La Gimnasia La Plata è una piccola società calcistica del campionato argentino. La squadra, di sconfitta in sconfitta, frequenta i bassifondi della classifica. I suoi tifosi sono intristiti e depressi, come la maggioranza degli argentini per ben altri e più gravi motivi: la crisi economica, il rischio default del Paese, una drammatica campagna elettorale che probilmente riconsegnerà la presidenza alla tradizione peronista populista.
Che cosa può ridare gioia e speranza se non l’apparizione di Dio? Dio, in Argentina, ha le fattezze di un uomo imbolsito, invecchiato, ingrassato, che parla sottovoce e fa ancora più fatica a muoversi, ma fa sognare la gente, scalda i cuori, promette miracoli. Dio, in Argentina, si chiama DAM, Diego Armando Maradona, l’ex Pibe de Oro, che essendo divino e con molte vite, ne sta spendendo un’altra al servizio del Gimnasia La Plata che lo ha ingaggiato come allenatore. Un incarico che appare mission impossible per il suo fisico provato e per le condizioni della squadra, ma i miracoli a volte avvengono e Dio di solito è chiamato per questo.

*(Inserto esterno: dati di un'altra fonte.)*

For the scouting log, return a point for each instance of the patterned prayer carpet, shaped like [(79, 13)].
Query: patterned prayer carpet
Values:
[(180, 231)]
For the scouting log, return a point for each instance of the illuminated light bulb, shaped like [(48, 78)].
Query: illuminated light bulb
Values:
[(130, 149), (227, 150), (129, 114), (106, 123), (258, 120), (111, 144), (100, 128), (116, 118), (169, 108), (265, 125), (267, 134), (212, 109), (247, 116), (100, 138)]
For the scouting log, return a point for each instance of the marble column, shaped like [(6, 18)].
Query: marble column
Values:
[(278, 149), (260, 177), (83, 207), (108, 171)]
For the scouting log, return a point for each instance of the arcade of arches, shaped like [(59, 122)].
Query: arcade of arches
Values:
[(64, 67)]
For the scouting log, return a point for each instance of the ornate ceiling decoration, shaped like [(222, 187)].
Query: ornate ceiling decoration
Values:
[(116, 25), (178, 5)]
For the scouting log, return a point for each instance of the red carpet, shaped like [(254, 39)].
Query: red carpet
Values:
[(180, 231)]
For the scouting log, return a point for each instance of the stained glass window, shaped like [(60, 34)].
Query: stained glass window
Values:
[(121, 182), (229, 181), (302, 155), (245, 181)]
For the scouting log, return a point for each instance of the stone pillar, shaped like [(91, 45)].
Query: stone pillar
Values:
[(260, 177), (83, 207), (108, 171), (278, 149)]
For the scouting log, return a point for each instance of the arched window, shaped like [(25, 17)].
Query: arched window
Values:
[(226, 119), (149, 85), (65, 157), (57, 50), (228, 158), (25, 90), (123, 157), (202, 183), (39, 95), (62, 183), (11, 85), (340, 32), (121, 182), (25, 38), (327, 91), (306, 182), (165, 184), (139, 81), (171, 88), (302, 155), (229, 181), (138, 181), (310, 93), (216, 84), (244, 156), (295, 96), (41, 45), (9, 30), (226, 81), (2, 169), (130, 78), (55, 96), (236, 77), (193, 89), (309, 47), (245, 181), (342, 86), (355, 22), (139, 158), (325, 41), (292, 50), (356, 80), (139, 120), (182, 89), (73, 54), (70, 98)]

La gloria terrena è passata, nel mondo il ricordo calcistico è ancora vivo soltanto fra i tifosi del Napoli che, generazione dopo generazione, ancora lo celebrano con bandiere e striscioni allo stadio e altarini nei quartieri spagnoli, ma nel cielo dell’Argentina DAM non é ricordo né nostalgia, é presenza attuale, miracolosa e fonte di salvezza. Sono accorsi a migliaia allo stadio del Gimnasia La Plata e migliaia hanno comperato la maglietta di Maradona allenatore, regalando insperato benessere alle casse societarie un po’ esauste.
Importa vedere, sognare e fare sognare, come hanno probabilmente calcolato i dirigenti del Gimnasia ingaggiando Maradona
Seicento i giornalisti accreditati per raccontare i passi lenti e incerti del Dio tornato sulla terra, cioè in campo. Milioni quelli che non c’erano ma avrebbero dato tutto per esserci, non per vedere uno spettacolo né un magico palleggio, ma per credere a un sogno con i propri occhi e rinnovare il mito con la propria testa. E poco importa che quel signore ingrassato e sfatto, probabilmente bisognoso di un modesto ingaggio come i vecchi attori dei teatri di provincia, sia una vaga controfigura del Pibe de Oro.
Importa vedere, sognare e fare sognare, come hanno probabilmente calcolato i dirigenti del Gimnasia ingaggiando Maradona. Si sa già che verrà spesso sostituito dal suo vice, che dovrà sovente assentarsi, che magari cambierà idea e cercherà nuove avventure, essendo un Dio instabile e capriccioso. Ma, intanto, i tifosi accorrono e si svenano per assistere a un allenamento e acquistare una maglietta.
Può essere che il ritorno in campo del Dio del calcio sia soltanto un nostalgico tango argentino. Ma nell’epoca in cui possiamo vedere un partita in 3D, come se fossimo dentro lo stadio, in cui è possibile ammirare un Maradona bionico, ventenne e dinamico come nei lontani anni Ottanta, compiendo un viaggio artificiale nel passato; nell’epoca in cui anche la politica e le relazioni personali possono viaggiare online, l’entusiasmo per un mito in carne ed ossa e la voglia di partecipare a un evento in prima persona ci ricordano che – oltre Apple e Facebook – c’è ancora tanta vita.
Siamo dunque grati a Diego Armando Maradona. E non solo per le magie calcistiche di cui ha deliziato in passato tifosi e avversari. La sua divina apparizione ci ha riportato almeno per qualche attimo sulla terra, al nostro STADIO biologico, e naturale, ci ha fatto riscoprire la forza dei sogni, il piacere di partecipare dal vivo e non su una piattaforma, l’utilità sociale dello stadio, della piazza, dello stare insieme, del condividere senza digitare, cioè del con-vivere.